Ajeng melakukan kegiatannya di mini market itu seperti biasa, merapikan barang-barang dan juga melayani pembeli dengan ramah. Disaat sepi Ajeng menggunakan waktunya untuk belajar, tanpa terasa waktu pun berlalu dengan cepat. Jam tutup toko tinggal tiga puluh menit lagi, Ajeng mulai merapikan buku yang ia keluarkan lalu melihat penampilannya di depan cermin.
Ajeng memakai kaos yang warnanya sudah tidak lagi cerah dan juga celana berbahan kain yang sudah usang juga warnanya.

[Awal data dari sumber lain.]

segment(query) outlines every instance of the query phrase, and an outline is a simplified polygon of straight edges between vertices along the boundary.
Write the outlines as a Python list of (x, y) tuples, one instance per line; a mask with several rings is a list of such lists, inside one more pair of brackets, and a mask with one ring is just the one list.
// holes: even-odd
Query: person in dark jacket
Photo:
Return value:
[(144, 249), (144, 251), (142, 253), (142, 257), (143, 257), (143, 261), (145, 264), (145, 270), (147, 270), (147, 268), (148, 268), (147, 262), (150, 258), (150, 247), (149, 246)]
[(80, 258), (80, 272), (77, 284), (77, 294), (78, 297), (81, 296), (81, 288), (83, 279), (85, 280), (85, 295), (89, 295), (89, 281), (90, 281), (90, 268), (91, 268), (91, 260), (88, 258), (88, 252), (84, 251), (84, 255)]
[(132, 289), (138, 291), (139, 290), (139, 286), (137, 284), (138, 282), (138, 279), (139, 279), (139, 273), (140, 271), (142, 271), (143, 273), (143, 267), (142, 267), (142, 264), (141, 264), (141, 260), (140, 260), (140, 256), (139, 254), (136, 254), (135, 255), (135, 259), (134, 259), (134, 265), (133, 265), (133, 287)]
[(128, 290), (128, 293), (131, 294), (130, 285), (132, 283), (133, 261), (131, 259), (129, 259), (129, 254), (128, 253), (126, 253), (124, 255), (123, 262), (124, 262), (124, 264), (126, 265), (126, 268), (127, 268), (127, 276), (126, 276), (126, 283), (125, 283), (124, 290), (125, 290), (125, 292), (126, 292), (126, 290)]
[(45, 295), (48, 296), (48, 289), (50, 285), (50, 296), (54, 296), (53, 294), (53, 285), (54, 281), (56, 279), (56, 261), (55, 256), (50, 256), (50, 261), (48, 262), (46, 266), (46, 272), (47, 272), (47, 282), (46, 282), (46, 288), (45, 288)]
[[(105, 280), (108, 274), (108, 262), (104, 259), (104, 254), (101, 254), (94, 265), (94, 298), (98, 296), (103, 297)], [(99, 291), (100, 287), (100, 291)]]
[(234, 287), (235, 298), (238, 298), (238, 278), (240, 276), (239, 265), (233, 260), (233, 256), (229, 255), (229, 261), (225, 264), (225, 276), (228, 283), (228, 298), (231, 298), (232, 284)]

Sudah sangat lama dia tidak berbelanja pakaian, Ajeng kemudian melihat buku tabungannya yang ia simpan rapi di dalam tas. Dia tersenyum melihat angka yang tertera disana, setidaknya biaya uang kuliah sudah dia genggam separuhnya.
Pintu mini market dibuka, dia berpikir Ibra yang datang melainkan wajah Pak Radit. "Eh Pak Radit ? butuh sesuatu Pak ?"
"Kamu sudah selesai bekerja ?"
"Sebentar lagi sih Pak, ada apa ya Pak ?"
"Ajeng sudah ada janji dengan saya Pak," suara seorang Pria yang tidak lain adalah Ibra kini membuat keduanya menatap sosok pria itu. Ibra sudah sangat tampan dengan jaket denim yang dia gunakan.
"Oh kalian sudah ada janji ?"
"Iya Pak," jawab Ajeng penuh penyesalan. Ini kan malam minggu, mungkin Pak Radit mau mengajaknya untuk malam mingguan.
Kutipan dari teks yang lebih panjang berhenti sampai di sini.